Мы взошли на катер и направились к миноносцу «Стремительный». Капитан немедленно проводил нас в свою каюту. Холмс обратился к нему и спросил, что наблюдала его команда и что она подобрала, прибыв на место аварии.

— Все три корабля, сэр, — ответил капитан, — вели непрерывное наблюдение за поверхностью моря и были в повышенной боевой готовности. Ожидали появления подводной лодки, но ничего не обнаруживалось. Переговаривались сигналами. В семнадцать ноль семь увидели на «Портсмуте» взрыв и сразу устремились к судну. Когда подошли, «Портсмут» уже погружался. Шлюпки стали собирать людей живых и погибших. Подошел и «Ливерпуль», делал то же самое. Тело капитана Никольса подобрали мы. «Стремительный» вернулся на свою позицию, всех пострадавших и тела отправили шлюпками и катером на берег.

— Много ли было живых? — спросил Смит.

— Всего пятеро, сэр, но все в таком состоянии, что разговаривать с ними было невозможно. Удачливей всех, я полагаю, оказался марсовый матрос. В момент взрыва мачта, на которой он был, переломилась, и его выбросило далеко в море, но он был оглушен и, если бы мы не подошли, определенно бы утонул.

— Где он сейчас?

— Полагаю, что в госпитале.

— А эта подводная лодка, — спросил Смит, — не могла ли она вас все-таки обмануть, капитан?

— Нет, сэр, такого я не думаю. Наблюдение велось очень тщательно и непрерывно. Погода тому благоприятствовала. И, кроме того, море прослушивалось гидрофонами, никакого шума работающего двигателя отмечено не было.

— А что вы скажете о погибшем капитане Никольсе? — спросил Холмс.

— Я много лет знаю его, сэр, как исключительно честного, опытнейшего моряка. Порядок и дисциплина на корабле под его командованием всегда ставились в пример другим капитанам.

— Благодарю вас, капитан, — сказал Холмс, — не пройдем ли мы с вами в крюйт-камеру вашего корабля?

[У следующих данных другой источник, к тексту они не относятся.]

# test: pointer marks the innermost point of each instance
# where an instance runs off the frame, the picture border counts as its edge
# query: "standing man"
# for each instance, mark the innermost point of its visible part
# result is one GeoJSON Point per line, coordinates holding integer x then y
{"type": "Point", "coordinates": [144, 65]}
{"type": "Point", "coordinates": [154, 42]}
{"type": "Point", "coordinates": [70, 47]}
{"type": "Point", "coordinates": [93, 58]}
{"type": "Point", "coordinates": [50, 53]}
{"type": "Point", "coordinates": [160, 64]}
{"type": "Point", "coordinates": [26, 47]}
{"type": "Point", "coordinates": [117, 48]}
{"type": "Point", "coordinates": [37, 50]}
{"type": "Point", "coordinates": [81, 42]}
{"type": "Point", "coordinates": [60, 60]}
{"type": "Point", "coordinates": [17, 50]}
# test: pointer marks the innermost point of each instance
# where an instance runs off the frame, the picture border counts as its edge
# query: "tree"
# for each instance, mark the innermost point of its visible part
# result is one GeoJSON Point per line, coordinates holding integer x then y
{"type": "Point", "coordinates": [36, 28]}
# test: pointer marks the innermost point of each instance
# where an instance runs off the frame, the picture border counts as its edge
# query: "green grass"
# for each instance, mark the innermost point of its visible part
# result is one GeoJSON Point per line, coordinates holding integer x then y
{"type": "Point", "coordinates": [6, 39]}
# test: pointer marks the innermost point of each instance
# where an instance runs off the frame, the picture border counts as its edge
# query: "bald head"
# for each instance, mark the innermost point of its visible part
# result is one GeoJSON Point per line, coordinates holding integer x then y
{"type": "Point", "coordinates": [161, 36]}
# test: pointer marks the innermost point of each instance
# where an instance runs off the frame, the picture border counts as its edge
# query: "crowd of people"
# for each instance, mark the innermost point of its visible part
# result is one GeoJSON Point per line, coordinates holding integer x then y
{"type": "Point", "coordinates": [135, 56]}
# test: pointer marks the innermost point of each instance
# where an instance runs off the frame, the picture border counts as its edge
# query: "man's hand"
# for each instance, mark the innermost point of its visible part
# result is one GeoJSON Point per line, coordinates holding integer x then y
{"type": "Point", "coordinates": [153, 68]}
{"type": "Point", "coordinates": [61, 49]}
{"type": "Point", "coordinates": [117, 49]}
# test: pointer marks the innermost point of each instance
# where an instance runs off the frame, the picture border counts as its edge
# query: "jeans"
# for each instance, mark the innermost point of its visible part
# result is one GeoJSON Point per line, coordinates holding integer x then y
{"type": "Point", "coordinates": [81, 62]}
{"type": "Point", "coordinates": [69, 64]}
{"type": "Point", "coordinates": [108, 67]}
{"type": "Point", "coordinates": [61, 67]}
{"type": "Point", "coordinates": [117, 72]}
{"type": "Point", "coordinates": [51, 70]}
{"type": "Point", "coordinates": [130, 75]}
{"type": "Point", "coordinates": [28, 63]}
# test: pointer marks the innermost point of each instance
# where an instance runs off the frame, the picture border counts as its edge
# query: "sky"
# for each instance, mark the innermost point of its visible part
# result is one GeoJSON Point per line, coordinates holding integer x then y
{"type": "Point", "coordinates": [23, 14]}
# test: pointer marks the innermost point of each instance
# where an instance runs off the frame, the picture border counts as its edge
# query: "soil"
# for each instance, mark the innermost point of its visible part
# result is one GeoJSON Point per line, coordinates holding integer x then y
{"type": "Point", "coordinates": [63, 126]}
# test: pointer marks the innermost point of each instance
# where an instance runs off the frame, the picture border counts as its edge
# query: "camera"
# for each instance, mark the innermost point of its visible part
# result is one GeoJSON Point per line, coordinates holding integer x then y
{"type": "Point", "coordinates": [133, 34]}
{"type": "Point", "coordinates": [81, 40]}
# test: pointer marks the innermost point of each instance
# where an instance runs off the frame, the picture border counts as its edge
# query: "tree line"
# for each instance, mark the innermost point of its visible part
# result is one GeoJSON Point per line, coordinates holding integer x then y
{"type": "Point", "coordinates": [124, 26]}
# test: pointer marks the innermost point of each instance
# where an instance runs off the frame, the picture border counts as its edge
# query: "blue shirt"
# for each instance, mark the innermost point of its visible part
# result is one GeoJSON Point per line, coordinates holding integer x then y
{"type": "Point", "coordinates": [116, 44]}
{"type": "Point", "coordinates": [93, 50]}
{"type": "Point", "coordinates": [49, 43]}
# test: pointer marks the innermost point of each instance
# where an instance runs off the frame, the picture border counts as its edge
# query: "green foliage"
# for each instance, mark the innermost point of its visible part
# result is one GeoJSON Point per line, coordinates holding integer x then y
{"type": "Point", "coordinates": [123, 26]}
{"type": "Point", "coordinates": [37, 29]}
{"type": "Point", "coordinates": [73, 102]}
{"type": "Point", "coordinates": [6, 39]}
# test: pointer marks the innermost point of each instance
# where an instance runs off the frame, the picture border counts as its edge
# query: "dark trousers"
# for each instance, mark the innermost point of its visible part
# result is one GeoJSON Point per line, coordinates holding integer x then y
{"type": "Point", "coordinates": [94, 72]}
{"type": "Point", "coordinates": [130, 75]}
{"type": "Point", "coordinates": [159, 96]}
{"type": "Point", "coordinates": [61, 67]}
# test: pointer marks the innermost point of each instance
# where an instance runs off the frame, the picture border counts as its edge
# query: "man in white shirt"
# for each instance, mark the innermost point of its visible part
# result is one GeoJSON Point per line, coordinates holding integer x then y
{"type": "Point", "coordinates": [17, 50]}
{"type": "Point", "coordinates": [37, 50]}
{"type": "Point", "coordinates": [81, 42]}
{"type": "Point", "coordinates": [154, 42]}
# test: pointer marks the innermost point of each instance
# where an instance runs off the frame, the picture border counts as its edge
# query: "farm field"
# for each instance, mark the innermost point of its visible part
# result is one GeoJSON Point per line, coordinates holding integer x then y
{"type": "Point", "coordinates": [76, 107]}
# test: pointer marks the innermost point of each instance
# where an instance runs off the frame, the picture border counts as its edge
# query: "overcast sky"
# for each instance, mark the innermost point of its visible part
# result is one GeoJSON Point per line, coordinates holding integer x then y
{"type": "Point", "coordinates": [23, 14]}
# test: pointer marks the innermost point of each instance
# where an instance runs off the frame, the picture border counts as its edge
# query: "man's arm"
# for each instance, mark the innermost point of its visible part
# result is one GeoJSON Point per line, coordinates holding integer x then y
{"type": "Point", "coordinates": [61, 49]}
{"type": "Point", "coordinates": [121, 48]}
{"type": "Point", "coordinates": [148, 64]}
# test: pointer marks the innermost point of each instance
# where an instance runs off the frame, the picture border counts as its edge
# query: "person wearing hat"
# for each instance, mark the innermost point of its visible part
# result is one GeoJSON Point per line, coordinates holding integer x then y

В этом помещении Холмс осмотрел все очень пристально, попросил вскрыть некоторые картузы с порохом. Он обратился ко мне:

— Отберите, пожалуйста, пробы этого пороха, Уилкс, и плотно упакуйте их.

Я немедленно выполнил указание, набрав длинные полосы пороха, похожие на макароны, завернул их в бумагу и сделал на ней надпись, проставив дату и время отбора. Смит спросил Холмса, интересует ли его что-нибудь еще. Тот сказал, что больше задерживаться, на «Стремительном» не имеет смысла.

Поблагодарив еще раз капитана, мы спустились в свой катер.

— Я полагаю, Смит, что нам следует сейчас навестить и «Ливерпуль».

Смит молча, кивнул, и наш катер отправился к другим кораблям.

Чтобы не задерживать читателя, скажу, что встреча там была почти такая, как на «Стремительном». Людей «Портсмута» крейсер «Ливерпуль» не подбирал, так как «Стремительный» подоспел раньше и успел все сделать до его прихода. На вопрос Смита о Никольсе капитан крейсера ответил с жаром:

— Полагаю, сэр, что без ведома капитана Никольса на судне не могло оказаться никого из посторонних, даже крыса не прошмыгнула бы!

Холмс и здесь изъявил желание посетить крюйт-камеру. Он пристально поглядел на матросов, ее охранявших, а в помещении осмотрел все, как мне показалось, даже с большим вниманием, чем на «Стремительном». И также попросил меня отобрать пробы пороха. Я опять запаковал «макароны» в пакет, сделал соответствующую, запись и положил в саквояж.